Il 18 nov. 1468 Paolo II gli affidò in commenda il monastero basiliano dei Ss. Pietro e Paolo in Agrò, nel quale promosse l'insegnamento delle lettere greche.
Il 20 apr. 1472 Bessarione, in compagnia del G. e di N. Perotti, partì per la corte di Francia, inviato da papa Sisto IV per indurre il re Luigi XI alla crociata contro i Turchi. A Lione il G. ricevette la notizia della sua nomina a vescovo di Cefalù (1° giugno), ottenutagli dal re Giovanni d'Aragona, che in precedenza si era servito di lui più volte come ambasciatore presso il pontefice per questioni relative alla Sicilia; la sua candidatura era stata forse sostenuta presso il pontefice anche dal Bessarione. Il 22 apr. 1474 il G. ricevette in commenda il monastero cistercense di S. Maria in Nucharia, in diocesi di Messina. Il 1° sett. 1475 il papa lo trasferì alla sede di Catania il cui vescovo, Francesco Campoli, era morto a Roma prima di potervisi recare. La nomina incontrò l'opposizione di Giovanni d'Aragona che, vantando il diritto di patronato, aveva già designato Bernardo Margarit a quella diocesi e ne vietò quindi l'ingresso al Gatti. Tuttavia, con l'appoggio di Sisto IV, il 1° novembre dello stesso anno il G. riuscì a prendere possesso della sede assegnatagli, che governò per mezzo di vicari: prima Giovanni de Ficarra, poi Andrea Stizzia.
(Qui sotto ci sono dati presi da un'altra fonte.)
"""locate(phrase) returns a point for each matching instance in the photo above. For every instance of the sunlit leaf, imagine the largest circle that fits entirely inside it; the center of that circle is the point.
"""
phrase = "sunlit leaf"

Il conflitto insorto tra Sisto IV e Giovanni d'Aragona venne composto nel 1479 ricorrendo a un compromesso: Bernardo Margarit veniva riconosciuto vescovo di Catania, mentre il G. avrebbe dovuto tornare alla sua precedente sede di Cefalù. Tuttavia, il G. non accettò la soluzione e si ritirò nel convento domenicano di Messina, dedicandosi agli studi; qui intrattenne rapporti cordiali con C. Lascaris, che dirigeva una scuola di greco, il quale gli dedicò la sua operetta Vitae illustrium philosophorum Siculorum et Calabrorum, scritta forse dietro suggerimento del Gatti.
Di lui rimangono poche orazioni: una rivolta ai componenti della Maona di Chio (1459), edita da J. Monfasani (1997, pp. 1335-1338); alcune pronunciate in presenza di Paolo II e Sisto IV, collocabili tra il 1468 e il 1471 (cfr. Kaeppeli, 1975, nn. 2360-2366). Una breve epistola consolatoria rivolta dal G. a Federico da Montefeltro in occasione della morte della moglie di questo, Battista Sforza (1472) è stata edita dal Cinquini (1906). Due orazioni funebri, tenute la prima il 7 maggio 1474 nella chiesa di S. Prassede in Roma in occasione dei funerali del cardinale Alain de Coëtivy e la seconda nell'agosto del 1477, sempre a Roma, a S. Salvatore in Lauro in morte del cardinale Latino Orsini, lo mostrano a lungo assente dalla Sicilia, dove fece definitivamente ritorno solo dopo che gli fu rifiutata la diocesi di Catania.
Il G. morì a Messina prima del 26 nov. 1484 e fu sepolto nella cattedrale.